Last Thursday, after finishing the Mincha services on the 9th of Av, I noticed we had about 30 minutes before the fast ended. Seeing the hungry faces of our dear congregants, I knew they weren’t in the mood for another sermon. So I decided to do something different.
I invited them to share interesting childhood stories.
After a few short and sweet stories, a person stood up. His name was Dr. Paul Klein. Usually he attends Chabad of Wayne, but today he joined his cousin Martin to pray with us.
“My story might sound unbelievable,” he began, “but it’s true. This is my childhood story.
“When I was six years old, I blew up.”
Everyone perked up. What could that mean?
He explained that he attended a makeshift fireworks display as a child, and a “rocket firework” landed near him and exploded. He was severely injured.
What followed was a nightmare. His mother soaked up his blood with a towel while his father drove them to the nearest hospital as quickly as possible. The doctors saved his life but wanted to amputate his hands.
“My father was a tough blue-collar worker. He grabbed the doctor by his lapel and said, ‘Doctor, you must try other things before you amputate.’”
And so they did.
This story occurred in the late 1960s when the field of reattaching limbs and veins was in its infancy. “Some of the operations I went through ended up in medical books because they were the first of their kind!” he exclaimed.

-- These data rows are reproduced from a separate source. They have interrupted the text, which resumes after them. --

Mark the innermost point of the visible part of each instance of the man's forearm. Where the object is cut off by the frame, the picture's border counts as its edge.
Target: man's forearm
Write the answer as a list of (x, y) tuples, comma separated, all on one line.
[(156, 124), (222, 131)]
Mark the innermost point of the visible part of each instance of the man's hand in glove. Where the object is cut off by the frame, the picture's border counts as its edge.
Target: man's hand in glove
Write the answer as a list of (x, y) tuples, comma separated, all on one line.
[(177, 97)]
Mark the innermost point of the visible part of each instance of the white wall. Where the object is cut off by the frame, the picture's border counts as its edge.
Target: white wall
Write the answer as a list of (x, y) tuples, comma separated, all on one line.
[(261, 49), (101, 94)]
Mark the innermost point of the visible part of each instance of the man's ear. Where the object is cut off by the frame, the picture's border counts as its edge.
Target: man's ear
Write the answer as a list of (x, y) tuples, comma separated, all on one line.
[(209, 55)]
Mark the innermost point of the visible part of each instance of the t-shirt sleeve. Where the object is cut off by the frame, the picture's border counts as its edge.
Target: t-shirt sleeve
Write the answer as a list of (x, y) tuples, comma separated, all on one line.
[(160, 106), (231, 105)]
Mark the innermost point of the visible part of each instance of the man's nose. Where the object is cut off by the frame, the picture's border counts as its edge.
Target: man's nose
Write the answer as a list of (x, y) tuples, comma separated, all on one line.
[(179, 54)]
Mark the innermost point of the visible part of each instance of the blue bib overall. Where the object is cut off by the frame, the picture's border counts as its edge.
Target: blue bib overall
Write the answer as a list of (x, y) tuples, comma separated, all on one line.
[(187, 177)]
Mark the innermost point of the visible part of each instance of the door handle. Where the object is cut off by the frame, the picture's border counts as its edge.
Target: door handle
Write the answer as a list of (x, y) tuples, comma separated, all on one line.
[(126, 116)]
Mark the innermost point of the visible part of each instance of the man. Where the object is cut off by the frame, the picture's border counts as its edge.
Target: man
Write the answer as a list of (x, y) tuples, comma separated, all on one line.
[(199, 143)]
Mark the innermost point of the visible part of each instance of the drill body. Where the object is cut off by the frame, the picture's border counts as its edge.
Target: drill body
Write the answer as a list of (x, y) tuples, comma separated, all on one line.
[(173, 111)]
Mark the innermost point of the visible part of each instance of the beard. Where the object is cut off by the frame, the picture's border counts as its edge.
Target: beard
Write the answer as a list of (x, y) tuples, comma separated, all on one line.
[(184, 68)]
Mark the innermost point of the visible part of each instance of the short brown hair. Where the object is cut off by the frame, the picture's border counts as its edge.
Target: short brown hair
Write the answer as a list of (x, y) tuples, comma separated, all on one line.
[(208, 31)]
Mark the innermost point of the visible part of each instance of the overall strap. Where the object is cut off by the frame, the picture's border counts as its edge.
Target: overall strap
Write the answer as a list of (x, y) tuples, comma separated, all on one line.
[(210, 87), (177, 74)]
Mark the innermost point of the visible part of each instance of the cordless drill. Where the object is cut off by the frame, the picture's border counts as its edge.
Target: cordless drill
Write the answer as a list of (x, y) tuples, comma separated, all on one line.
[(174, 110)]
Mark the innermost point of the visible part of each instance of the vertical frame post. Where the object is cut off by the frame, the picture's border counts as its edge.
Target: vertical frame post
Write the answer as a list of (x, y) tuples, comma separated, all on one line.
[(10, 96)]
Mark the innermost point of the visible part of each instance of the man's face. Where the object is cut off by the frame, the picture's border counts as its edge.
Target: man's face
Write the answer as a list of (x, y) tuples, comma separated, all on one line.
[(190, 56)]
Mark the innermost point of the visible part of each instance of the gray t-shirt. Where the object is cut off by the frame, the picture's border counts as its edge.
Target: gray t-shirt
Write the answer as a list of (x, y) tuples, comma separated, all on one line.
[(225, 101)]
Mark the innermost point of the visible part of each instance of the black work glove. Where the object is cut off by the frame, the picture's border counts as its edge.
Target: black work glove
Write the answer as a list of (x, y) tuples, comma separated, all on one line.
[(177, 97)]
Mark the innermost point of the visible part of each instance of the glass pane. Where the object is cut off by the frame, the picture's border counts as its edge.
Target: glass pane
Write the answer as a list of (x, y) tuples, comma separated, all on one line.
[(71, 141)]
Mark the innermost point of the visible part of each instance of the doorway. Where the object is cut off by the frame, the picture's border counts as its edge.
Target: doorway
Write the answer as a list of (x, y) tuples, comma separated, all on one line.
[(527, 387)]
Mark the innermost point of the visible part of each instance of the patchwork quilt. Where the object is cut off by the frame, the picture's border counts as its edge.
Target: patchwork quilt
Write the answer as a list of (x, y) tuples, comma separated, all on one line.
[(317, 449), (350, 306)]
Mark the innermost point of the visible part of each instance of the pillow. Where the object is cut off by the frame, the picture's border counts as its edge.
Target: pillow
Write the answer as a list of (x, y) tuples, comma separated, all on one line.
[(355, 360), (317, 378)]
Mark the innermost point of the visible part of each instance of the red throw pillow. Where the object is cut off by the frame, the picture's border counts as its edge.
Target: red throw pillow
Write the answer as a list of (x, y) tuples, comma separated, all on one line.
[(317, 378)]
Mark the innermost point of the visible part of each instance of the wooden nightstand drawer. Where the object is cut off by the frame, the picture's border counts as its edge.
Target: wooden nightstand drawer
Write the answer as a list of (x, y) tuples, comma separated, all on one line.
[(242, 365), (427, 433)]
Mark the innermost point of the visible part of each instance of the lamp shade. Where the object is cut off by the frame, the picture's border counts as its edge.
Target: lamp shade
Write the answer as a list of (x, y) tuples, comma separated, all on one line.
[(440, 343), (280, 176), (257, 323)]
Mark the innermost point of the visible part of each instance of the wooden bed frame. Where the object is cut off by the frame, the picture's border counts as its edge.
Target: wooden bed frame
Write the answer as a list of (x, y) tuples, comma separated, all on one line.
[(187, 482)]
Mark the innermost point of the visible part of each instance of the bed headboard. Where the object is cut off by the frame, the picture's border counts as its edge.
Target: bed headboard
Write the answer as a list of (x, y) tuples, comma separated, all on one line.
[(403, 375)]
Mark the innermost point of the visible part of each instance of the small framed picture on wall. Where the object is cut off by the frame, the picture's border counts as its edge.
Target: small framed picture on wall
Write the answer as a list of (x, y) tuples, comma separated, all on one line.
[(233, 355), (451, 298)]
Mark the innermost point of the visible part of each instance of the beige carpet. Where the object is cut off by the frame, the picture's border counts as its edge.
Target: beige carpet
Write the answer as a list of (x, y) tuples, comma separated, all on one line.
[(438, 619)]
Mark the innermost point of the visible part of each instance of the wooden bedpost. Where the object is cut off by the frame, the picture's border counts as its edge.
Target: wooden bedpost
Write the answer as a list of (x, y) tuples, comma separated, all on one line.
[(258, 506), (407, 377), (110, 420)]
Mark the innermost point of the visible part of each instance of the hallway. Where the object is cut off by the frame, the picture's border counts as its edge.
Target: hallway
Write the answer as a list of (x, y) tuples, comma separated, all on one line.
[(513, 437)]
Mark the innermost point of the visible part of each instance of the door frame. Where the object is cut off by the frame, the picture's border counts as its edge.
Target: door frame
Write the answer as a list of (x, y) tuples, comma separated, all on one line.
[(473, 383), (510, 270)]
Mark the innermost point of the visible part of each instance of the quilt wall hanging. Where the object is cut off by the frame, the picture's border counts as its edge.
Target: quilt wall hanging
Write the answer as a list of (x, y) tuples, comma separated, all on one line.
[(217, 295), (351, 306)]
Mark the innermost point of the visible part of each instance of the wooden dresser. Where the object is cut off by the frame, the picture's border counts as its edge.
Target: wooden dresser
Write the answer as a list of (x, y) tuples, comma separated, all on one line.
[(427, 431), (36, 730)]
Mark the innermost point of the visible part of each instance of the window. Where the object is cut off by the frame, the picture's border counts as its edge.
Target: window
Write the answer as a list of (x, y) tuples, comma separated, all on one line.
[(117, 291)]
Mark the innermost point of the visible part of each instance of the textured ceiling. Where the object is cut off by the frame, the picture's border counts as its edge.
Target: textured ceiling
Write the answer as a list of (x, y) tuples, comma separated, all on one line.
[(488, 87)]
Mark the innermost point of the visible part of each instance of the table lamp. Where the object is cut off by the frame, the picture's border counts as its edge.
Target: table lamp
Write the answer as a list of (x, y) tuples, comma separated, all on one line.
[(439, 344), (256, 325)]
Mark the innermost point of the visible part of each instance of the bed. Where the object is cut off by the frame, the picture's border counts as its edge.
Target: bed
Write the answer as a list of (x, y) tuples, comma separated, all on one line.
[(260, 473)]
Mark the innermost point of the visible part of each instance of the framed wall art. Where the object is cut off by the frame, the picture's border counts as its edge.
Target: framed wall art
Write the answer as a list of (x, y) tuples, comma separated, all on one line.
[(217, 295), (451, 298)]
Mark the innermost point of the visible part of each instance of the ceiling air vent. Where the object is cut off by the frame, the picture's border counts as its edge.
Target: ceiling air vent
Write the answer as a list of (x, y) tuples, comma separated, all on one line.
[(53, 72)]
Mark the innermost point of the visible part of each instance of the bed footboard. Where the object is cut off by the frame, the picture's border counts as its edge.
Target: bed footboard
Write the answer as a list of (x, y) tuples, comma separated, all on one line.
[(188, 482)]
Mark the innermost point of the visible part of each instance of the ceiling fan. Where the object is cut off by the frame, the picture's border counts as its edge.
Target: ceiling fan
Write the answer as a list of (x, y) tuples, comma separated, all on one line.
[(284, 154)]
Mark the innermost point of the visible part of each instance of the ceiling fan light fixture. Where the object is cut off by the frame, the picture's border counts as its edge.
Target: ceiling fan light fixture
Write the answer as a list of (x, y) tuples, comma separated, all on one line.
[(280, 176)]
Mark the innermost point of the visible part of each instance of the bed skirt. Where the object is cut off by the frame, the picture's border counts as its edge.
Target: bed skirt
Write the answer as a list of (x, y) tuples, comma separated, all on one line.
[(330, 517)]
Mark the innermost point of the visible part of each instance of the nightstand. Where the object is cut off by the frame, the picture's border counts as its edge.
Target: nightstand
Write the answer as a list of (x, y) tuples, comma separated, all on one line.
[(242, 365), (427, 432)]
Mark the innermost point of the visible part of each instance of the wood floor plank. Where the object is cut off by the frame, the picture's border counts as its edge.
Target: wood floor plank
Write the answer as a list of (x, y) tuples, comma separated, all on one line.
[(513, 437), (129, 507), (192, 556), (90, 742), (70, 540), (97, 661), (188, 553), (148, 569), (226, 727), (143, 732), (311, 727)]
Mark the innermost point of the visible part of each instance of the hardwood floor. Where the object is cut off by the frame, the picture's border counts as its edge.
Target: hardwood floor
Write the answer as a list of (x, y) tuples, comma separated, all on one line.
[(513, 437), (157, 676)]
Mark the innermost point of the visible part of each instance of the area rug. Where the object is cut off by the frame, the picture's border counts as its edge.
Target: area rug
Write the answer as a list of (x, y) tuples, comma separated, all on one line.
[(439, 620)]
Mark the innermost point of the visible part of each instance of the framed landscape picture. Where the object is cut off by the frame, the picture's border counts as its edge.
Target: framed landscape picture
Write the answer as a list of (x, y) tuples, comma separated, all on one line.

Growing up, people told him he would “amount to nothing” due to his injuries and deformities. Many doubted him when he chose to go to medical school to become a doctor and give back to the medical community. But he persisted.
Today, he’s a surgeon performing the same surgeries he underwent as a child.
“For years, I was angry with God,” he said. “Why did this happen to me? Why did I have to suffer so much?
“But then I found my life’s purpose. Because of my experience, doctors were able to help so many people. And now, I dedicate my life to aiding others dealing with similar issues I experienced as a child.”
This story deeply moved me. I hadn’t expected to hear such an incredible tale when I invited the congregation to share stories to pass the time until the fast end.
When I returned home after the break-fast and prepared for the upcoming Shabbat — known as “Shabbat Nachamu,” or the Shabbat of comfort — I came across a letter from the rebbe.
In this letter, the rebbe discussed the verse in our Haftarah “Nachamu, nachmu ami,” “comfort, comfort my people.” Why the repetition?
True comfort isn’t just when pain is eased but reversed. Instead of feeling pain, you feel pleasure. Understanding the suffering one has endured provides one level of comfort. But a more profound level comes when they realize that the suffering was for a hidden good.
I’ve just witnessed someone who has experienced this double comfort.
May we all enjoy only revealed good from this point forward.
And let’s pray that we all experience double comfort. On an individual level, we should be able to look back at past hardships and see how it was all good for us. And collectively, as a nation, we should be able to do the same with the coming of Moshiach very soon. Amen.